The original title for this post was going to be the names of the four mountains I planned to conquer on this trip, but only two of them had names (only one had a peg marking the summit), one I wasn't quiet sure whether I was at the summit (although it was confirmed once I downloaded the GPS data) and the fourth I missed due to me taking the wrong track (the story of my life). So the title 'Return to Shizuhara' is appropriate as I was to spend most of the day in the area.
After weaving my way through some residential lanes I soon arrived at the commencement of my track. A tall wire gate was my first obstacle but, after a gentle shove, I was through and on-my-way. Immediately after I was in for a shock - I was confronted by the ugly sight of a concrete lane and felled trees. My first thought was that my track would no longer exist and I would have to look for another destination to explore. But, a few hundred meters on, passing more felled trees and a couple of excavators, my track reappeared. Phew.
I was now back in my favorite environment and eager to put the past behind me and ascend my first summit.
A signpost, giving me directions, conformed I was on the right track - no pun intended. Although written in Kanji I was able to recognize the characters from my research.
A little further-on I arrived at this junction. The track to my first summit was straight ahead, with the track to the right leading to the settlement of Iwakura, signifying I would be returning here.
As I was about to emerge from the forest, my nose picked-up the smell of freshly-baked bread and, to my utter surprise, was this bakery. I have a weak constitution when it comes to freshly-baked bread so I needed to press-on before temptation got the better of me.
My stroll through Iwakura was uneventful, except for an encounter I had with several kindergarten staff and their young charges, who were taking a walk into the rural outback to view the recently planted rice-fields. While I was taking this photo a fellow hiker approached with news that, just a few days ago, when he was hiking in this area, he encountered a mother and her two bear cubs, and warned me to be on the lookout for them. Great. That's all I needed.
On the next section, I encountered these two interesting collections of Buddhist Icons. Always on the lookout for these, I am amazed at the isolated locations I stumble-across them.
No sooner had I re-entered the forest, I was to emerge at this junction, and familiar terrain. It was about 6-weeks ago I passed-through this junction as I descended from Mt Minouragatake, on my four peaks hike.
I chose the nearer of the two, which took me past the Naritosan Amida Temple and around the rear of Shizuhara-jinja. My information, for this next segment, and my second summit, would take about 40-minutes and, judging by the contours on my map, it was going to be steep.
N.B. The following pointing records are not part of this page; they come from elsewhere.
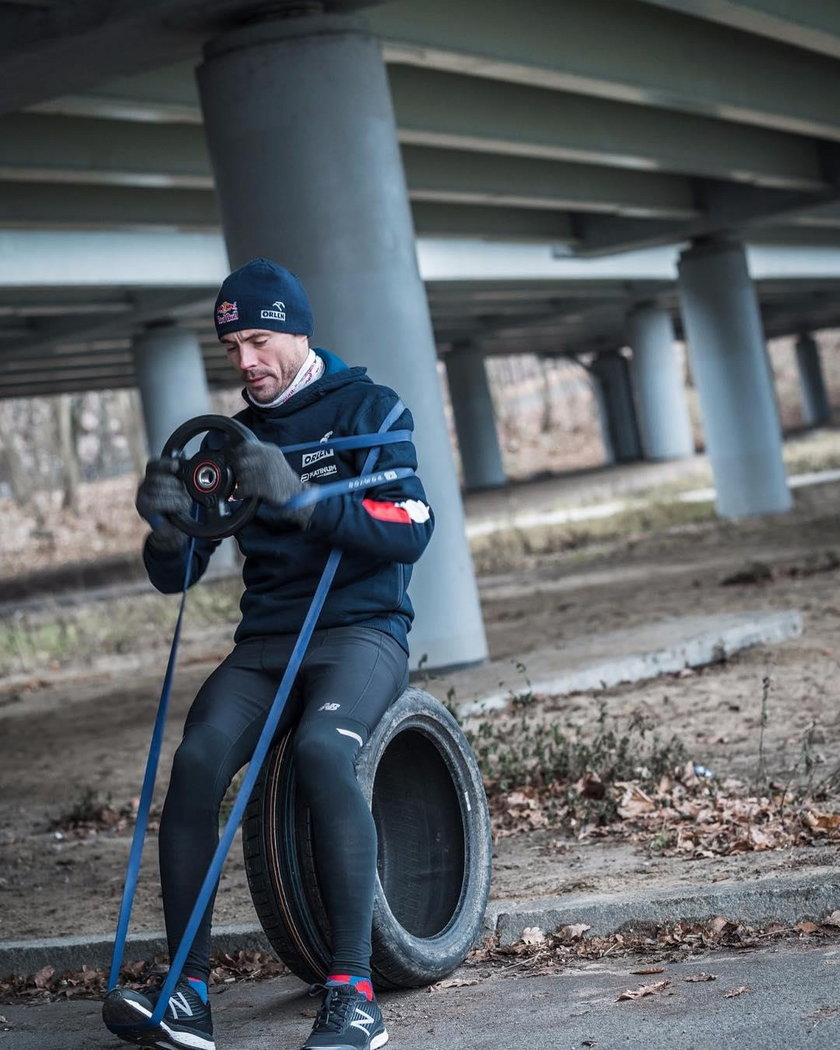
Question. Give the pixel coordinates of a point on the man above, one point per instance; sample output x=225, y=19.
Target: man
x=355, y=666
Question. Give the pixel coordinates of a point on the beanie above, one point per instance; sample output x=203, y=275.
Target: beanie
x=263, y=295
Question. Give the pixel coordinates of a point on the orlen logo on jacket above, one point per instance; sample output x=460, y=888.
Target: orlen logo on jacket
x=310, y=458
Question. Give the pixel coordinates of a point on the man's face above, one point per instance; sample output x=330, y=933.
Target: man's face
x=267, y=361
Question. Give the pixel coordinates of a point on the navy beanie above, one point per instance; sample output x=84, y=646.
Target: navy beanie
x=263, y=295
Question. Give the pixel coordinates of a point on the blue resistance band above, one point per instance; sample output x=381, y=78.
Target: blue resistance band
x=266, y=737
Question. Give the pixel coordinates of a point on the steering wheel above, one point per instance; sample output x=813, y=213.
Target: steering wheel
x=209, y=477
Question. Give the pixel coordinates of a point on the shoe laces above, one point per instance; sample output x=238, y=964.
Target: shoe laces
x=337, y=1005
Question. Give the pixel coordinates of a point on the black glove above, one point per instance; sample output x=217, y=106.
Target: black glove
x=263, y=470
x=161, y=492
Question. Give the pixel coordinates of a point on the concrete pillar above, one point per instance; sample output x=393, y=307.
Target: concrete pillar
x=171, y=378
x=731, y=370
x=475, y=418
x=303, y=146
x=614, y=394
x=664, y=419
x=816, y=410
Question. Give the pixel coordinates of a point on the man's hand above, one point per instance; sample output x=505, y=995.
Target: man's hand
x=263, y=470
x=161, y=492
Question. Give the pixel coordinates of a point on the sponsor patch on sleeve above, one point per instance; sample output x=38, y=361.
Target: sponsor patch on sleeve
x=404, y=512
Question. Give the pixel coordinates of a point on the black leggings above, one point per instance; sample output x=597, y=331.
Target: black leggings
x=349, y=677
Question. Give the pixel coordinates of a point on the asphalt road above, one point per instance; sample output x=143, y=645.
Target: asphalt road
x=794, y=1002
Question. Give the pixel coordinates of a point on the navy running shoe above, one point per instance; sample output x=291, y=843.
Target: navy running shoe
x=186, y=1024
x=347, y=1021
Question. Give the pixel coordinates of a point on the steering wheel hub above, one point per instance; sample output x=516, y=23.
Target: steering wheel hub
x=210, y=478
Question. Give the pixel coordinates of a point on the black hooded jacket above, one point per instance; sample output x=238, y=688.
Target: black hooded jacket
x=381, y=530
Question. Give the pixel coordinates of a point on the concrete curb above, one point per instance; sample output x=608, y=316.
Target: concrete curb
x=789, y=900
x=666, y=647
x=786, y=900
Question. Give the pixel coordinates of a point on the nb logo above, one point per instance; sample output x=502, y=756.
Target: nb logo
x=362, y=1020
x=179, y=1002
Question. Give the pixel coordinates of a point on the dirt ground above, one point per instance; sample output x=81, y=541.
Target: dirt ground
x=83, y=726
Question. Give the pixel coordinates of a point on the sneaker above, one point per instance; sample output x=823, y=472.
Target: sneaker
x=186, y=1024
x=347, y=1021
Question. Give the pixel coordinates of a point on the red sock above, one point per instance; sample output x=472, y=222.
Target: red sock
x=360, y=984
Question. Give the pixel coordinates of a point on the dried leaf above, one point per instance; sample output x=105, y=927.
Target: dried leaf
x=719, y=925
x=737, y=991
x=453, y=983
x=822, y=821
x=573, y=932
x=590, y=785
x=634, y=802
x=41, y=979
x=644, y=990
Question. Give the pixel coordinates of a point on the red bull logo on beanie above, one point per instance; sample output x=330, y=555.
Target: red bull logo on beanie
x=227, y=312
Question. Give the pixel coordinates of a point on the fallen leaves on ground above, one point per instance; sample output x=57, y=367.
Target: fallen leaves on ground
x=90, y=983
x=552, y=951
x=88, y=819
x=643, y=991
x=453, y=983
x=683, y=815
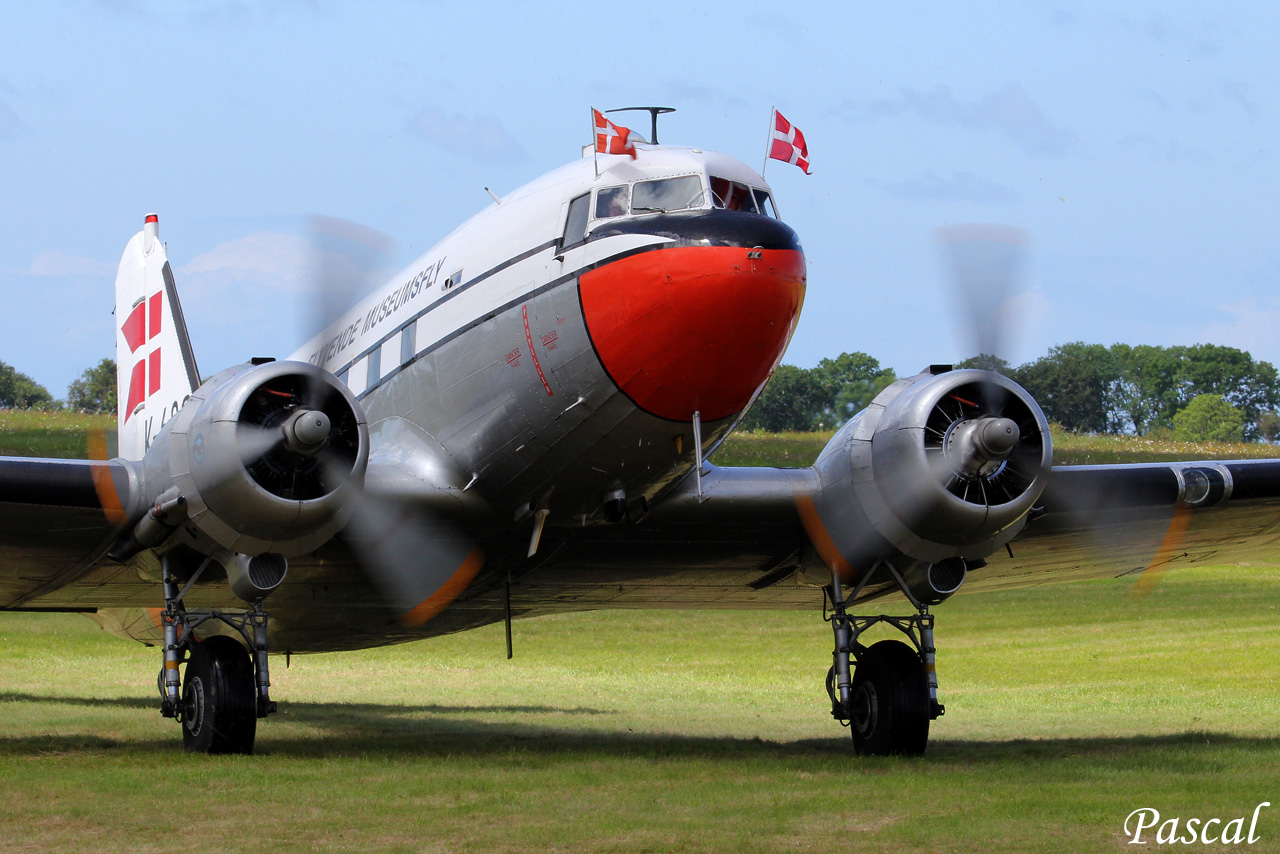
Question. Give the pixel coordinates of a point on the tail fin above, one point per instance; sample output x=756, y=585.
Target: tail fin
x=152, y=352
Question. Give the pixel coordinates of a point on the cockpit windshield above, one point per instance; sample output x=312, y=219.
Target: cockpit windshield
x=732, y=195
x=667, y=193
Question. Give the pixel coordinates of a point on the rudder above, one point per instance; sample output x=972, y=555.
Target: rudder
x=156, y=366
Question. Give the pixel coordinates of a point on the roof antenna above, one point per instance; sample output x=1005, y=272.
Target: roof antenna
x=652, y=110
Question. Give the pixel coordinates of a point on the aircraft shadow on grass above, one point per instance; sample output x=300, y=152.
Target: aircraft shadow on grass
x=396, y=731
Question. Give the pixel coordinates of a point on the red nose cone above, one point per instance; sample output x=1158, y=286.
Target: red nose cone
x=694, y=328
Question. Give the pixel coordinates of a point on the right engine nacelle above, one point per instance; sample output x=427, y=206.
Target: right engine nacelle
x=264, y=460
x=942, y=467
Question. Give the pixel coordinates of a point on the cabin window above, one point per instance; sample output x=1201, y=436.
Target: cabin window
x=611, y=201
x=575, y=224
x=732, y=195
x=668, y=193
x=764, y=204
x=407, y=341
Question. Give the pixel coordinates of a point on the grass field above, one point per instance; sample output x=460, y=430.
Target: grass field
x=1069, y=450
x=647, y=731
x=1068, y=707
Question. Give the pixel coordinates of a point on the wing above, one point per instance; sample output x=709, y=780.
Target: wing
x=753, y=540
x=56, y=519
x=1102, y=521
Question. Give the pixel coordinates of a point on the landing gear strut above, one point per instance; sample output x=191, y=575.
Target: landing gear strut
x=224, y=689
x=892, y=694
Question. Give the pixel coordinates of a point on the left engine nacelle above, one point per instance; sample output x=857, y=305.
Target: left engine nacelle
x=265, y=460
x=937, y=473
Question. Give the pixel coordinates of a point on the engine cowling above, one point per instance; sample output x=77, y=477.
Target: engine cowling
x=266, y=459
x=941, y=467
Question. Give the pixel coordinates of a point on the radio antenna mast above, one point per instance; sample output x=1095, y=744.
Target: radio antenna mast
x=652, y=110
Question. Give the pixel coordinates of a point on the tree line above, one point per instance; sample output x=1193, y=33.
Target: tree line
x=92, y=392
x=1188, y=392
x=1192, y=392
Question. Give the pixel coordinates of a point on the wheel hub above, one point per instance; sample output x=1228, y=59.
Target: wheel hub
x=193, y=706
x=865, y=711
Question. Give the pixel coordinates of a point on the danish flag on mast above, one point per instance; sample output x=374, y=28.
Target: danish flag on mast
x=612, y=138
x=152, y=352
x=786, y=144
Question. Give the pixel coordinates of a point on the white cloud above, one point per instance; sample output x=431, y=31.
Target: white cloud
x=269, y=259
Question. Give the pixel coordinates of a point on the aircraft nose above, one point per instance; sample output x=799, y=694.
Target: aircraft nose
x=695, y=327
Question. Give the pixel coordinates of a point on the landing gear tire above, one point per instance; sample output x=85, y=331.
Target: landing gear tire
x=219, y=712
x=890, y=702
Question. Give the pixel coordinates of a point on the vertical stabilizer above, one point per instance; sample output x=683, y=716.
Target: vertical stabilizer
x=152, y=352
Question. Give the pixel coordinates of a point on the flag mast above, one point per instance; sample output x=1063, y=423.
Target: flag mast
x=595, y=145
x=768, y=140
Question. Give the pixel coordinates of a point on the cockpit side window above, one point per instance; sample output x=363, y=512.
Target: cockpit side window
x=667, y=193
x=732, y=195
x=764, y=204
x=575, y=224
x=611, y=201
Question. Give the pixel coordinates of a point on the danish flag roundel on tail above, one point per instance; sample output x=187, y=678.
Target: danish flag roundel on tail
x=612, y=138
x=787, y=144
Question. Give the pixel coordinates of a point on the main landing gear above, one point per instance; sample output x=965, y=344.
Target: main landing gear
x=224, y=689
x=892, y=694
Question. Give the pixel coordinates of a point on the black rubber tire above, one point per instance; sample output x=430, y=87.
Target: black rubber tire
x=219, y=708
x=890, y=702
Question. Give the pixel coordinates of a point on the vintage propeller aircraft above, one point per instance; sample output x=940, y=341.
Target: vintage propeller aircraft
x=517, y=424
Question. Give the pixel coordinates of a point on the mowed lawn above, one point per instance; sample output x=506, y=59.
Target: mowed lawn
x=1068, y=707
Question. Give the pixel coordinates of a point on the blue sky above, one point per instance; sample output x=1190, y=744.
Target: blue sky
x=1136, y=144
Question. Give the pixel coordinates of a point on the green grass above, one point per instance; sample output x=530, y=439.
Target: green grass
x=1069, y=450
x=1068, y=707
x=28, y=433
x=64, y=434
So, as the temperature was getting hotter, and I had a stomach full of food, I decided to slow my pace. I was doing good time and in no hurry. It was steep, but only took me 30-minutes.
Summit number-2 of the day, if it was the summit - I took a look-around and found no marker-peg or notice - was to be an introduction into some local history. Mt Shirotaniyama (474m) was the location of Seihara-jo Castle, and home to Miyoshi Nagayoshi (1522-1564), a Japanese Samurai and Daimyo who was lord of the Miyoshi Clan during the Sengoku Period. It is not quite clear when the castle was established. Some say between 1469-to-1486, while others say between 1492-to-1501.
For the following 30-minutes my track would undulate along a ridge-line until I arrived at this junction. It was here I would detour to conquer my third summit, and unbeknown to me at the time, my last.
The track, if there was one, was sparsely marked with a variety of colors of tape which made it confusing. So I decided to head uphill in the hope of finding a marker. Reaching a plateau I came to the conclusion that this was a summit - later to be confirmed when I checked the GPS data - that was completely covered by trees. After the obligatory photo-opp I decided to descent to the junction and continue on my way. Easier said than done. Somehow I managed to head in the opposite direction and, after pausing to calculate where I was, I was soon back in familiar terrain.
Another undulating plateau and, 30-minutes later, another junction. It was at this point where I made my mistake, denying me the opportunity to knock-off summit number-4. A sign, pointing to the Kurama Station, is the one I should have taken but, at the time, I felt it was too soon and proceeded straight ahead.
The result being, I completed a loop and emerged at the settlement of Shizuhara. Needless-to-say, I wasn't a happy-chappy. In front of me was the Yakkouzaka Pass and Kurama and,to add insult-to-injury, I had to pass the junction where I would have emerged, if I had taken the correct track.
I was surprised, when I emerged at Kurama, how quiet the settlement was. With Kyoto City, and it's environs, becoming the top tourist destination in the world, normally this place is humming with people. I wasn't complaining. All I wanted to do was get to the station, hop-on a train, and relax for the 30-minute ride to Demachiyanagi. But, before then, I had to purchase the obligatory Omiyagi.
With the next train 20-minutes away, I had time to take one last photo with this giant Tengu (that's me on the left). Since my return I have perused my map of the area and have decided on a return visit to check-out the segment of track I missed, plus try my luck at another couple of mountains in the area. Mt Amagadake (map location) being one of them.